Question

Triangle RST is translated along the indicated vector to create the image R'S'T'. What are the coordinates of the vertices of the image?If R and R' are connected with a straight line, the line segment RR' would measure_____units

Answer 1

(a)R'(5,5), S'(9.2) and T'(4,2)

(b)5 units.

Step-by-step explanation:

The indicated vector shows a translation of 4 units down and 3 units right.

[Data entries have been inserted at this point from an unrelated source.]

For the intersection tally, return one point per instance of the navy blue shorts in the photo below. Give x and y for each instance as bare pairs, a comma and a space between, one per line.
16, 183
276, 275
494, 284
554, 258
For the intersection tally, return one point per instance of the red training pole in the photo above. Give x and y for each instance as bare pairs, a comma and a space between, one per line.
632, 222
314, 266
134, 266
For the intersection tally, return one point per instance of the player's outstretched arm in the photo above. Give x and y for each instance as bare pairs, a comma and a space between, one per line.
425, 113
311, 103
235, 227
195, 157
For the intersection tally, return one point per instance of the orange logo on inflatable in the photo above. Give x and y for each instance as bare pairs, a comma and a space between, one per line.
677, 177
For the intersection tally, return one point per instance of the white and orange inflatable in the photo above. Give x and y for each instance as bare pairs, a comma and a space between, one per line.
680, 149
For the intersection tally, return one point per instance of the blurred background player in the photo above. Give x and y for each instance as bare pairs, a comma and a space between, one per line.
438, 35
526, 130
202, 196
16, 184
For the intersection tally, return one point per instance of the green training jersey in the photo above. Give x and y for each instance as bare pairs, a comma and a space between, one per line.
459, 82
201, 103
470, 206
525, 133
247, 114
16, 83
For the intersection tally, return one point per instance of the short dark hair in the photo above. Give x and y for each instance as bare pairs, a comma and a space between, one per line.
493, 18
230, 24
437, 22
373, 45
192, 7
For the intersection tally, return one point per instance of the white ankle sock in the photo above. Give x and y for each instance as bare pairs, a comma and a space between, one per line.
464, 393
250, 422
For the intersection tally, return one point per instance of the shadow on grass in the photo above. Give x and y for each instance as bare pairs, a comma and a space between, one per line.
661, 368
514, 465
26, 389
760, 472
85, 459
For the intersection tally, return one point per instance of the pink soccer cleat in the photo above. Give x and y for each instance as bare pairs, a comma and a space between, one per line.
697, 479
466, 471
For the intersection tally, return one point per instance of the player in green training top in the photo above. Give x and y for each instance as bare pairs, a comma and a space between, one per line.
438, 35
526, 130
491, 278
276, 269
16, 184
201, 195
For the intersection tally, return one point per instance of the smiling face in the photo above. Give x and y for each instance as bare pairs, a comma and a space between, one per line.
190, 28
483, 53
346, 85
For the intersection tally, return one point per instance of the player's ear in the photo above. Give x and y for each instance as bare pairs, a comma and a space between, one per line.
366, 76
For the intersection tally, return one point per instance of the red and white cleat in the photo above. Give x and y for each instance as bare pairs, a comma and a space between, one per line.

From the graph, the vertices of triangle RST are:

R(2,9), S(6, 6) and T(1,6)

(a)The coordinates of the vertices of the image will then be:

`\begin{gathered} R^(\prime)=(2+3,9-4)=(5,5) \\ S^(\prime)=(6+3,6-4)=(9,2) \\ T^(\prime)=(1+3,6-4)=(4,2) \end{gathered}`

(b)If R and R' are connected with a straight line

The length of the line segment RR' will be the distance between R(2,9) and R'(5,5).

Using the distance formula, we have:

`\begin{gathered} Distance=√((x_2-x_1)^2+(y_2-y_1)^2) \\ =\sqrt[]{(2-5)^2+(9-5)^2} \\ =\sqrt[]{(-3)^2+(4)^2} \\ =\sqrt[]{25} \\ =5\text{ units} \end{gathered}`

The line segment RR' would measure 5 units.